Southern European government bond yields nudged off lows but remained sharply lower on Wednesday, while the euro trimmed gains after a European Central Bank statement on addressing the recent rout in bond markets.
The ECB will skew reinvestments of maturing debt to help more indebted members and will devise a new instrument to stop fragmentation, it said on Wednesday, seeking to temper a market rout that has fanned fears a new debt crisis.
Italy’s 10-year bond yield was last down 25 basis points on the day at 3.97%, off session low at around 3.87%. It was down 30 bps on the day just before the ECB statement.
Spanish and Portuguese 10-year yields also came off the day’s lows but were still sharply lower on the day.
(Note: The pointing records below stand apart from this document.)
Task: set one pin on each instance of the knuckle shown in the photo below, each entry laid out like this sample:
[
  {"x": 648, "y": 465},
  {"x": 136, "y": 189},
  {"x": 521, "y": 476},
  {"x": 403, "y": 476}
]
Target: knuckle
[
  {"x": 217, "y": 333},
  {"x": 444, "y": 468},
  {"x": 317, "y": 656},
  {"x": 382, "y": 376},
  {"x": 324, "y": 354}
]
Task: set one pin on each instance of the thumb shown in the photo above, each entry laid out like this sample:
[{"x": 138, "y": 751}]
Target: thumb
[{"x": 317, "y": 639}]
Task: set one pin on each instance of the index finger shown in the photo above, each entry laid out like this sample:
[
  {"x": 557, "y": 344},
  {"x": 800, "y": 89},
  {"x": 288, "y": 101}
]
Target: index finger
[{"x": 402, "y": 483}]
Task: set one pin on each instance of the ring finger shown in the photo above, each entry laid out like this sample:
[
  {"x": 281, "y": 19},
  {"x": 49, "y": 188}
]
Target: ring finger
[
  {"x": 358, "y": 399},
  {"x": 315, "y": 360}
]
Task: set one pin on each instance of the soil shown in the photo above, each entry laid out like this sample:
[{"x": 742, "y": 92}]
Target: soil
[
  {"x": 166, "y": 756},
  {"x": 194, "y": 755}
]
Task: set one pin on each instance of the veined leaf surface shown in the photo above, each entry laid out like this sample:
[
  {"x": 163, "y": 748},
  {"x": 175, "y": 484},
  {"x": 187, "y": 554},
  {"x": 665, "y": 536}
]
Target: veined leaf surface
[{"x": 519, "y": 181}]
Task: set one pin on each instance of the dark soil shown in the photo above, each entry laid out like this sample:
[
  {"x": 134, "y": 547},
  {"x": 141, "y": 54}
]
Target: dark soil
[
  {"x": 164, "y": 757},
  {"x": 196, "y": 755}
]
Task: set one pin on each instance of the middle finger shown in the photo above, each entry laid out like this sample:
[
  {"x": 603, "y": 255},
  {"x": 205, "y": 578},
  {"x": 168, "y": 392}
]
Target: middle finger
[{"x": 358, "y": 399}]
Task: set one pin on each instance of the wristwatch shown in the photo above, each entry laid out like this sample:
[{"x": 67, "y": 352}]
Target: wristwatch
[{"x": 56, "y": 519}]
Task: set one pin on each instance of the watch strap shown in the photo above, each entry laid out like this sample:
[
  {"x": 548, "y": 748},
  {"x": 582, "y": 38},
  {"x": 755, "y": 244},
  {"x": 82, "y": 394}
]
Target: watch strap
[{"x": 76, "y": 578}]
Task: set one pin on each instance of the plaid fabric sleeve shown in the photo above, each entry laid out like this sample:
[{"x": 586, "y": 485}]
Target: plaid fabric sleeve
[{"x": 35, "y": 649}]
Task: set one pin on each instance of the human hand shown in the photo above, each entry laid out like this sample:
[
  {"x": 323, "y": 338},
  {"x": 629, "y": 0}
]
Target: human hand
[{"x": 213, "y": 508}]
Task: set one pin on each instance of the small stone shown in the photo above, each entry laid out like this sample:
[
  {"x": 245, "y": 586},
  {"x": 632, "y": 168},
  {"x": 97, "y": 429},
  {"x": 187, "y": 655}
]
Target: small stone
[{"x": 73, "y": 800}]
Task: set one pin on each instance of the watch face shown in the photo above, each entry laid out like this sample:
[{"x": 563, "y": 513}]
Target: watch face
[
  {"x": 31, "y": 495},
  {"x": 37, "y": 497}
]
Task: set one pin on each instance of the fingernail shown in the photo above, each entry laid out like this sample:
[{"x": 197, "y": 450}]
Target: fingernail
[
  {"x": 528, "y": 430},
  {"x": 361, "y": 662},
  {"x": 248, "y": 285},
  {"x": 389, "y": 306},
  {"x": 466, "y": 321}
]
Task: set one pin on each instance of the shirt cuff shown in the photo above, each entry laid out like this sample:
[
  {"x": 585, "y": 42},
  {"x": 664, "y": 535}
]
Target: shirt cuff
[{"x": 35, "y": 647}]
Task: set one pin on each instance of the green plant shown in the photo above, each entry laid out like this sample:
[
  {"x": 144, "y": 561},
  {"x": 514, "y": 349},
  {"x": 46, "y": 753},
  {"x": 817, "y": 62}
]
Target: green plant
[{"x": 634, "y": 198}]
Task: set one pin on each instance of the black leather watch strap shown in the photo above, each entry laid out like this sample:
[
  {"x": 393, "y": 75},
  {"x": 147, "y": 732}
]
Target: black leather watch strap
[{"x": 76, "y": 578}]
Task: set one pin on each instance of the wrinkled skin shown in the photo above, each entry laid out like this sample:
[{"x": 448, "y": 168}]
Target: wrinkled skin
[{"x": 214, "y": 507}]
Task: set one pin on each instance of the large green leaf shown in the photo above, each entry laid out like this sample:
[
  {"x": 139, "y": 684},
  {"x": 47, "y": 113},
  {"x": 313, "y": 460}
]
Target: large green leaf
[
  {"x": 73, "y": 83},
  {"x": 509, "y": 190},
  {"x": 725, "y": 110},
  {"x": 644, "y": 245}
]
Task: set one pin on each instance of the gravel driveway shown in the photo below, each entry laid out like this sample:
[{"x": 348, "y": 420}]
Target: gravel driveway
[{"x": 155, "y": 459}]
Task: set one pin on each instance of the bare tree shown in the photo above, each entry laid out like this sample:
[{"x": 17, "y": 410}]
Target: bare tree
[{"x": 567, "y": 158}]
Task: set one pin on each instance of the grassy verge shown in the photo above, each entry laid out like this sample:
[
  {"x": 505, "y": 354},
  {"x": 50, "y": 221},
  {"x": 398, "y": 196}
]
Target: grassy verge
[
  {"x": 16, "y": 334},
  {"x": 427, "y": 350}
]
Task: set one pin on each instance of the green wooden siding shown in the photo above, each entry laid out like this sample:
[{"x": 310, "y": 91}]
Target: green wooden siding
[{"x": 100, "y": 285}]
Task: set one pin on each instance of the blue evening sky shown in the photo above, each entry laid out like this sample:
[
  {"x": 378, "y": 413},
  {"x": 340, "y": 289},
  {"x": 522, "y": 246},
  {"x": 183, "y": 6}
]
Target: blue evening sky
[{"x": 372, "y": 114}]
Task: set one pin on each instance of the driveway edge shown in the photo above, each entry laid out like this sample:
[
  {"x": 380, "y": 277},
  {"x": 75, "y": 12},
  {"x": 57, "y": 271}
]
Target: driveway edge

Germany’s 10-year yield, the benchmark for the bloc, which had dropped over 10 basis points in earlier trade, also rose from the day’s highs and was last down 8 bps 1.67%.
The euro meanwhile trimmed gains and was last up 0.1% on day at $1.0436. It was up 0.3% before the statement.
Euro zone shares were higher immediately after the ECB statement to hit a fresh session high but then turned lower and by 1217 GMT it was up 1.2%.
Italian bank stocks reduced gains and were last up 3.6%, having risen as much as 6.6% in morning trade. Euro zone banks.SX7E also trimmed gains.